AngloGold generated $403m in free cash flow in the period under review. Given that it declared a base first quarter dividend of $63m (12.5c/share), a further $137m is due in order to true up to the 50% free cash flow payout, or $201.5m for the quarter.

“If the gold price stays where it is, we’ll have to look at other ways of redistributing [cash],” said Alberto Calderon, CEO of AngloGold in a call to analysts on Friday. “So at this stage, it’s a discussion that we will have for the board … [to find] the appropriate mechanism to do that.”

In considering “other avenues” for paying shareholders, share buy-backs was a possible solution, he added. “Let us first implement the new dividend policy, then second quarter, then third quarter,” he said.

AngloGold benefited from the incorporation of Sukari, a mine in Egypt it bought with the $2.5bn takeover last year of Centamin. Production increased to 720,000 ounces compared to 591,000 oz in the first quarter of the 2024 financial year. Cash costs were $1,223/oz.

The outcome for first quarter earnings was a 671% increase year-on-year to $447m. Basic earnings were $443m, a 664% lift over 2024.

Shares in the company gained 4.3% taking 12-month gains to 83% and valuing AngloGold at R344.6bn in Johannesburg.

“With the operational momentum continuing and the reshaped portfolio, AngloGold is now in a good position to further close the valuation gap relative to its peers, in our view,” said Arnold van Graan, an analyst for Nedbank Securities.

Calderon said a decision to pause a proposed joint venture with Gold Fields in Ghana was not driven by the gold price improvement. In terms of the joint venture, first announced in March 2023, AngloGold’s Iduapriem mine was to be run as single operation with Tarkwa, a neighbouring mine owned by Gold Fields.

“We’ve done a lot of work at the whole company in the last years in understanding the horizons of the different assets … in five, 10, and 20 year window,” said Calderon of a strategy to see if tier two mines can be upgraded. In terms of this, it made sense to consider Iduapriem’s potential as a standalone mine, he said.
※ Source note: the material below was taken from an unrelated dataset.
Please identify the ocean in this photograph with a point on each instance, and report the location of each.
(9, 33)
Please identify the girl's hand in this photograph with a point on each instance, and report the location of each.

A similar study of Geita, AngloGold’s mine in Tanzania (already considered tier one however), indicated that it could continue operating well into the 2030s. “We’ve done that across the whole company,” said Calderon.
 Gold Fields insisted the “industrial logic” of combining the mines remained.

Ghana’s newly elected government, which was to own 10% of the JV, had not approved it at the time of AngloGold deciding to pause the arrangement.

As of the quarter end, AngloGold reduced adjusted net debt 60% to $525m from $1.3bn at the close of the first quarter last year.